I also had a difficult mission. Norisring is a very difficult track with no margin for error, and the level of competition this weekend was probably the highest in the Audi Sport TT Cup ever. Lucas di Grassi impressed me with his speed, but he did come straight from Le Mans, he is the championship leader in Formula E that drives solely on street circuits, and he has several victories in Formula 3 from the Norisring. Marcos Martinez won four races in Formula Renault 3.5 in 2009 and was invited to test Renault’s F1-car. Last year he did one race in the Maserati Trofeo – and won. Ashkanani has won the Porsche Cup Middle East and finished eighth in the first Supercup race this year. And it was very close between Martinez, Ashkanani and me all weekend, and in the race I was in front of Martinez and on my way by Ashkanani…
I have checked some results from other races in the Audi Sport TT Cup, and most guest drivers (from WRC, WRX, GRC, WTCC etc.) have been further off the best lap times than I was. And when journalists with some racing background have tried their luck they have normally been far off. This year it seems like Audi has picked racers who also have become journalists (like Martinez and me), and then we are closer to the top.
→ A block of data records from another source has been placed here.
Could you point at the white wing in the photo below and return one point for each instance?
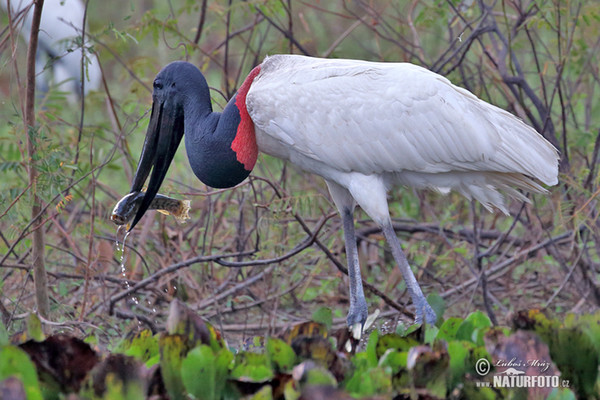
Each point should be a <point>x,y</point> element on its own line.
<point>374,118</point>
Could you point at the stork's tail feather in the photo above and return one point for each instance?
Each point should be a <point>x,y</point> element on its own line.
<point>489,192</point>
<point>486,187</point>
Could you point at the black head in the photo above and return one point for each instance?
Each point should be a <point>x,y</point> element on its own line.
<point>173,89</point>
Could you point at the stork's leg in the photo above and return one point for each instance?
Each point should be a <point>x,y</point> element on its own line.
<point>369,191</point>
<point>357,315</point>
<point>423,309</point>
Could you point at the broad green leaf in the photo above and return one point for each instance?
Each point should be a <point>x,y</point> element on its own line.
<point>252,367</point>
<point>15,362</point>
<point>172,352</point>
<point>204,373</point>
<point>281,354</point>
<point>372,348</point>
<point>323,316</point>
<point>394,341</point>
<point>34,328</point>
<point>438,304</point>
<point>143,346</point>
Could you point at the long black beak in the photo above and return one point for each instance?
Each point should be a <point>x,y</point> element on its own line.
<point>165,131</point>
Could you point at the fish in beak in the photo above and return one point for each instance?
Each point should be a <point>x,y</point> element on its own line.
<point>164,134</point>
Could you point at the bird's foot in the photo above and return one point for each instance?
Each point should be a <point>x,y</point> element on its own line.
<point>424,310</point>
<point>357,317</point>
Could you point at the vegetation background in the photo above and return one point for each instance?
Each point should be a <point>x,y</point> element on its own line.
<point>537,59</point>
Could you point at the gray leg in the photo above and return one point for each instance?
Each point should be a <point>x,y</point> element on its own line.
<point>423,309</point>
<point>358,305</point>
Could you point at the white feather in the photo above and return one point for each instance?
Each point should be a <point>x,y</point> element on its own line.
<point>397,122</point>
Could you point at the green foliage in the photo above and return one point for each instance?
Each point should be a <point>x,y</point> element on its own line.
<point>204,372</point>
<point>143,346</point>
<point>15,362</point>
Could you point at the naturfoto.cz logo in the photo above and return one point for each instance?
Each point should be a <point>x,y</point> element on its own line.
<point>514,376</point>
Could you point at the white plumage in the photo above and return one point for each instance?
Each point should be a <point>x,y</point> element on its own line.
<point>397,121</point>
<point>366,126</point>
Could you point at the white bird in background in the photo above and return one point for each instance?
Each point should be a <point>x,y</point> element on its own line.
<point>363,126</point>
<point>59,54</point>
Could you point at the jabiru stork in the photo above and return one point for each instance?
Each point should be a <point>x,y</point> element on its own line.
<point>363,126</point>
<point>58,50</point>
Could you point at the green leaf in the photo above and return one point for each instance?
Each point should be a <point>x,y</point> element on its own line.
<point>34,328</point>
<point>204,373</point>
<point>143,346</point>
<point>15,362</point>
<point>4,340</point>
<point>438,304</point>
<point>372,349</point>
<point>265,393</point>
<point>394,341</point>
<point>172,351</point>
<point>323,316</point>
<point>394,359</point>
<point>473,328</point>
<point>281,355</point>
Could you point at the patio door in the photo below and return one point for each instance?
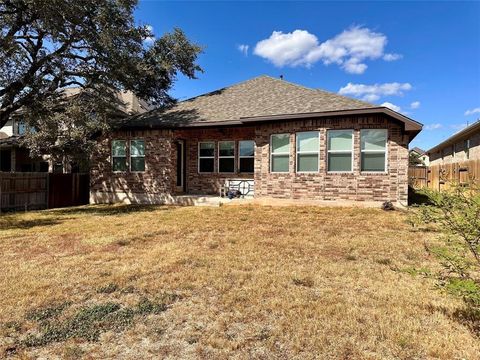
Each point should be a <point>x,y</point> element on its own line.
<point>181,171</point>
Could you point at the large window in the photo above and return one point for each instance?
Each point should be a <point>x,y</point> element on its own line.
<point>280,153</point>
<point>340,150</point>
<point>246,157</point>
<point>137,155</point>
<point>308,148</point>
<point>119,155</point>
<point>226,156</point>
<point>373,149</point>
<point>206,156</point>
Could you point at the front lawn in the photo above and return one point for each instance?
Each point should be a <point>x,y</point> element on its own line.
<point>197,282</point>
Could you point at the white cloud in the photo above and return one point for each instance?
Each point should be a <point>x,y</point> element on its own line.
<point>392,57</point>
<point>415,105</point>
<point>375,91</point>
<point>392,106</point>
<point>433,126</point>
<point>472,111</point>
<point>243,49</point>
<point>149,39</point>
<point>348,49</point>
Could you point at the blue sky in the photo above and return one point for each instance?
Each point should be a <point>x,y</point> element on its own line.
<point>423,57</point>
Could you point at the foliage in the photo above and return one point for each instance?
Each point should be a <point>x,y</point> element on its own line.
<point>48,46</point>
<point>456,212</point>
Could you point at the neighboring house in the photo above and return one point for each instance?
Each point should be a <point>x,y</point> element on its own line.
<point>15,158</point>
<point>287,141</point>
<point>421,155</point>
<point>462,146</point>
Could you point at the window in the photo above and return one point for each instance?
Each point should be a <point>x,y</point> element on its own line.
<point>246,158</point>
<point>467,148</point>
<point>206,157</point>
<point>226,156</point>
<point>119,155</point>
<point>374,149</point>
<point>137,155</point>
<point>340,150</point>
<point>280,153</point>
<point>308,147</point>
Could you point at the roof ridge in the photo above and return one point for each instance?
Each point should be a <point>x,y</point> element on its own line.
<point>318,89</point>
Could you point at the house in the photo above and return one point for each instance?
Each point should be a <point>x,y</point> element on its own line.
<point>421,155</point>
<point>462,146</point>
<point>16,158</point>
<point>282,140</point>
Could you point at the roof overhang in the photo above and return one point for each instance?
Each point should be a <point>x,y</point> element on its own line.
<point>411,126</point>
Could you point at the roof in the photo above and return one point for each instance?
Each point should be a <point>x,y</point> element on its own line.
<point>468,131</point>
<point>418,150</point>
<point>263,98</point>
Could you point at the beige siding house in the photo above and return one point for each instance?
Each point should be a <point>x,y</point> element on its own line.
<point>270,138</point>
<point>462,146</point>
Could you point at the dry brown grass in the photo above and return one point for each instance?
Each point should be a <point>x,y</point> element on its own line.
<point>249,282</point>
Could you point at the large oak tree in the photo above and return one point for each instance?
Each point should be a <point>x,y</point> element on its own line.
<point>47,46</point>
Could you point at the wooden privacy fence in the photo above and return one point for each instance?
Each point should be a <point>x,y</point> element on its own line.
<point>440,177</point>
<point>31,191</point>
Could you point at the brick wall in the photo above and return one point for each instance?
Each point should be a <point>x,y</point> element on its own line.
<point>159,179</point>
<point>355,186</point>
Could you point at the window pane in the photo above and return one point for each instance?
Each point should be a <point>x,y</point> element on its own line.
<point>118,148</point>
<point>207,149</point>
<point>373,161</point>
<point>206,165</point>
<point>226,165</point>
<point>227,148</point>
<point>137,164</point>
<point>246,148</point>
<point>339,162</point>
<point>281,143</point>
<point>137,148</point>
<point>247,164</point>
<point>340,139</point>
<point>307,162</point>
<point>280,163</point>
<point>307,141</point>
<point>119,164</point>
<point>373,139</point>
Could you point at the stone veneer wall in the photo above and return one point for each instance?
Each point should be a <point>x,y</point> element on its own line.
<point>354,186</point>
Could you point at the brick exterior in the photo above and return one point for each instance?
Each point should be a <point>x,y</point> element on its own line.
<point>159,179</point>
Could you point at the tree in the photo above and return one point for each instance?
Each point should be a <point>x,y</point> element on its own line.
<point>47,46</point>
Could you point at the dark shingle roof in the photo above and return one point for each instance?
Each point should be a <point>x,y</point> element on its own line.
<point>260,96</point>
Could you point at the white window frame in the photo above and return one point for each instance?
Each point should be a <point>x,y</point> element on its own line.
<point>340,151</point>
<point>227,157</point>
<point>206,157</point>
<point>135,156</point>
<point>385,171</point>
<point>298,152</point>
<point>246,157</point>
<point>113,156</point>
<point>281,153</point>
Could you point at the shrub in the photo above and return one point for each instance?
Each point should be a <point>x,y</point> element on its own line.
<point>456,213</point>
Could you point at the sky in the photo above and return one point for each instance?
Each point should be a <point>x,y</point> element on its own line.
<point>419,58</point>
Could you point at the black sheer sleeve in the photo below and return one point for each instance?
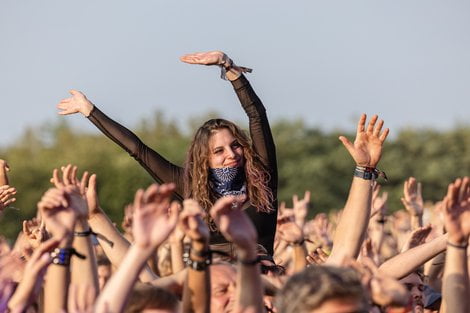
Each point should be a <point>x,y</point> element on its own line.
<point>157,166</point>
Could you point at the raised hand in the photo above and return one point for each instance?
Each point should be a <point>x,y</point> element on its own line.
<point>233,223</point>
<point>86,187</point>
<point>417,237</point>
<point>205,58</point>
<point>6,196</point>
<point>457,211</point>
<point>412,198</point>
<point>317,257</point>
<point>367,147</point>
<point>154,216</point>
<point>127,220</point>
<point>33,276</point>
<point>58,214</point>
<point>78,102</point>
<point>35,232</point>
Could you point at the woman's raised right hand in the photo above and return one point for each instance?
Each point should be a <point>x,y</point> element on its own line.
<point>78,102</point>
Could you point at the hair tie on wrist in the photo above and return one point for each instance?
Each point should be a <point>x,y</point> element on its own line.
<point>298,243</point>
<point>464,246</point>
<point>228,65</point>
<point>85,233</point>
<point>369,173</point>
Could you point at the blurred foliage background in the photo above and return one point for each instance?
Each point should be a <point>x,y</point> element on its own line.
<point>308,159</point>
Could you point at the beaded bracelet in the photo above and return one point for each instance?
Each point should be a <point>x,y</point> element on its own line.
<point>85,233</point>
<point>61,256</point>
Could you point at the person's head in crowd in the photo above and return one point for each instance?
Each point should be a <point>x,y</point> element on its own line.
<point>223,285</point>
<point>269,267</point>
<point>104,269</point>
<point>415,286</point>
<point>150,299</point>
<point>217,144</point>
<point>323,289</point>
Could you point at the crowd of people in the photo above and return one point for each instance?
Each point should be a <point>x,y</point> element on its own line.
<point>211,236</point>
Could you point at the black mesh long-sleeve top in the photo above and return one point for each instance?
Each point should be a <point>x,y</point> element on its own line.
<point>164,171</point>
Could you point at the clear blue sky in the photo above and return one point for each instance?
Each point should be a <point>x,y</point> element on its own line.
<point>322,61</point>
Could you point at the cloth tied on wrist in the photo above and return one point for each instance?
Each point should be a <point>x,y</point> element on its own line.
<point>227,181</point>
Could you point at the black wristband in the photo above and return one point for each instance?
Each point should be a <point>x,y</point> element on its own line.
<point>250,262</point>
<point>61,256</point>
<point>369,173</point>
<point>84,233</point>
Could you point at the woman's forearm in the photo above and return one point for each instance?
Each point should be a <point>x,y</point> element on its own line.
<point>455,286</point>
<point>407,262</point>
<point>84,271</point>
<point>348,238</point>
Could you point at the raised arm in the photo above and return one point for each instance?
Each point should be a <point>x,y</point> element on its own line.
<point>154,219</point>
<point>84,272</point>
<point>366,152</point>
<point>413,202</point>
<point>407,262</point>
<point>237,228</point>
<point>455,288</point>
<point>156,165</point>
<point>197,290</point>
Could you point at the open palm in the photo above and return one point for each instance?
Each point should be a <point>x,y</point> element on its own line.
<point>367,147</point>
<point>154,217</point>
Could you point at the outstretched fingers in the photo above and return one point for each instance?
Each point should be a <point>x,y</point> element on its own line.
<point>361,124</point>
<point>370,127</point>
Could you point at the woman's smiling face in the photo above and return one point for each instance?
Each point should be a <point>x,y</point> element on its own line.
<point>225,150</point>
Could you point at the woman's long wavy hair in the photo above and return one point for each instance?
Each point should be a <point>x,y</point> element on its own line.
<point>196,172</point>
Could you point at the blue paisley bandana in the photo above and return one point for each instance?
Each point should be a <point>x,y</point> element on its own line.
<point>228,180</point>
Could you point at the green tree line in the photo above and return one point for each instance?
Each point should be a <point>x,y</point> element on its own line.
<point>308,159</point>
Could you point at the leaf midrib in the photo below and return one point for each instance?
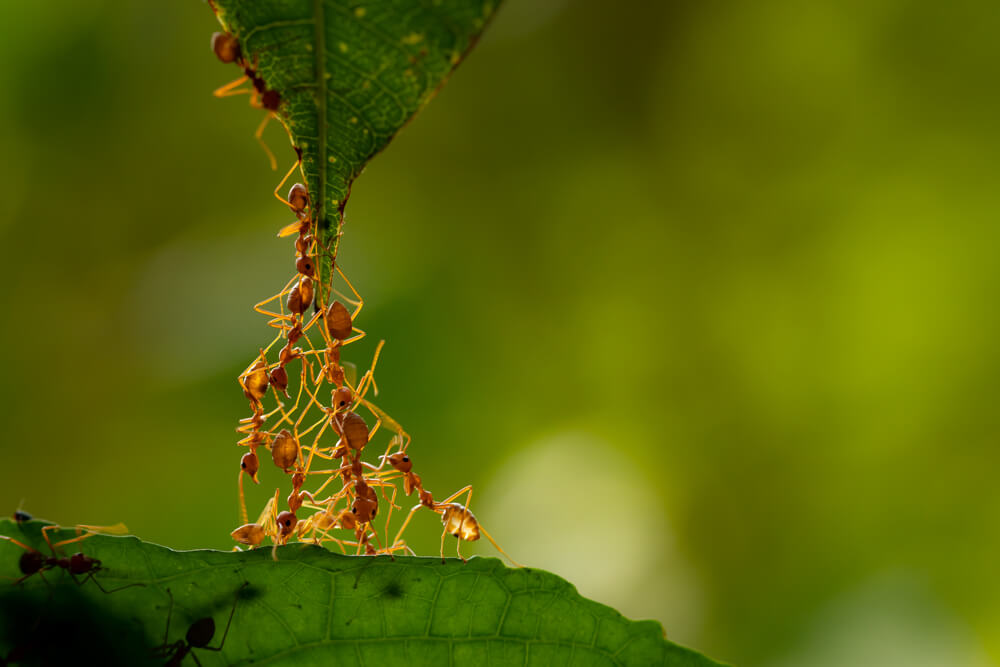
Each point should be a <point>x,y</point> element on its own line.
<point>320,53</point>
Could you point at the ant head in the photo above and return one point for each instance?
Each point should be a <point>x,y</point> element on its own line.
<point>304,266</point>
<point>279,379</point>
<point>250,465</point>
<point>80,564</point>
<point>226,47</point>
<point>286,523</point>
<point>298,197</point>
<point>294,501</point>
<point>342,398</point>
<point>401,462</point>
<point>201,632</point>
<point>338,321</point>
<point>31,562</point>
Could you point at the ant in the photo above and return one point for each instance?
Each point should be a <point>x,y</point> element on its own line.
<point>198,636</point>
<point>227,49</point>
<point>34,562</point>
<point>457,518</point>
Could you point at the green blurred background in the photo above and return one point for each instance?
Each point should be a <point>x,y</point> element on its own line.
<point>701,298</point>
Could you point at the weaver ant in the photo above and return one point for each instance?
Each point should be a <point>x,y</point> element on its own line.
<point>457,520</point>
<point>227,49</point>
<point>198,635</point>
<point>34,562</point>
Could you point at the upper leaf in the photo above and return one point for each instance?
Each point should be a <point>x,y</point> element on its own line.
<point>314,607</point>
<point>350,74</point>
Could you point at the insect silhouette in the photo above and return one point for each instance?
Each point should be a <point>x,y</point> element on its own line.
<point>198,635</point>
<point>33,562</point>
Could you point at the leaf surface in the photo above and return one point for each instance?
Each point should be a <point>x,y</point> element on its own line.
<point>314,607</point>
<point>350,74</point>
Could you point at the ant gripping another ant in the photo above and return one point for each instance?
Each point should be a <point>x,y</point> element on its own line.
<point>34,562</point>
<point>198,635</point>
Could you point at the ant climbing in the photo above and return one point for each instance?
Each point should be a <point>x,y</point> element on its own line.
<point>34,562</point>
<point>227,49</point>
<point>457,519</point>
<point>198,635</point>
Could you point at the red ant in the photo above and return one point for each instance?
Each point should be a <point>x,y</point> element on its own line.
<point>227,49</point>
<point>34,562</point>
<point>457,518</point>
<point>198,636</point>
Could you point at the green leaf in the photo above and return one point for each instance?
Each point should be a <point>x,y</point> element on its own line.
<point>350,74</point>
<point>312,607</point>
So to summarize the positives: I qualified as one of twelve journalists to race in the Audi Sport TT Cup in competition with journalists with current racing experience (and a racing license) from all over the world. I was fast straight away in the free practice and just 0,5 behind the best times on a new track and with a new car. I had a great start in the race, gained many positions, passed a former Formula Renault 3.5-winner and proved to myself how fast I could drive with the right set-up. The videos I have made for Audi Norway have got massive attention, and I had a very fun experience driving in the Audi Sport TT Cup at the Norisring!
Now that I have got the retirement on a distance, I have to say I’m very satisfied with my speed this weekend. I have got some nice phone calls from other Norwegians who has raced at the Norisring before, and none of them was as close to the top as me the first time they raced there.
I got this chance at the Norisring because of my combined role as a race car driver and a F1-commentator, and I’m very happy for that. When you’re a guest driver, the result in the end doesn’t matter, but I must admit I also missed the Nürburgring and my team Møller Bil Motorsport a bit this weekend. At the Nordschleife I’m just a racing driver, we’re om the home turf and the one’s to beat.
Luckily I’m doing four VLN-races this fall!
Finally a big thank you to all that made this happen. Audi Norway who gave me the chance and the perfect service from everyone in the Audi Sport TT Cup. I was taken so good care of all weekend, and I really believe the Audi Sport TT Cup is the perfect series for young talents with ambitions. The next days we will make some more content from the race at the Norisring so that Norwegians can learn even more about the series and Audi Sport.
All in all I had a great experience. Now it’s summer vacation before the racing starts again in August!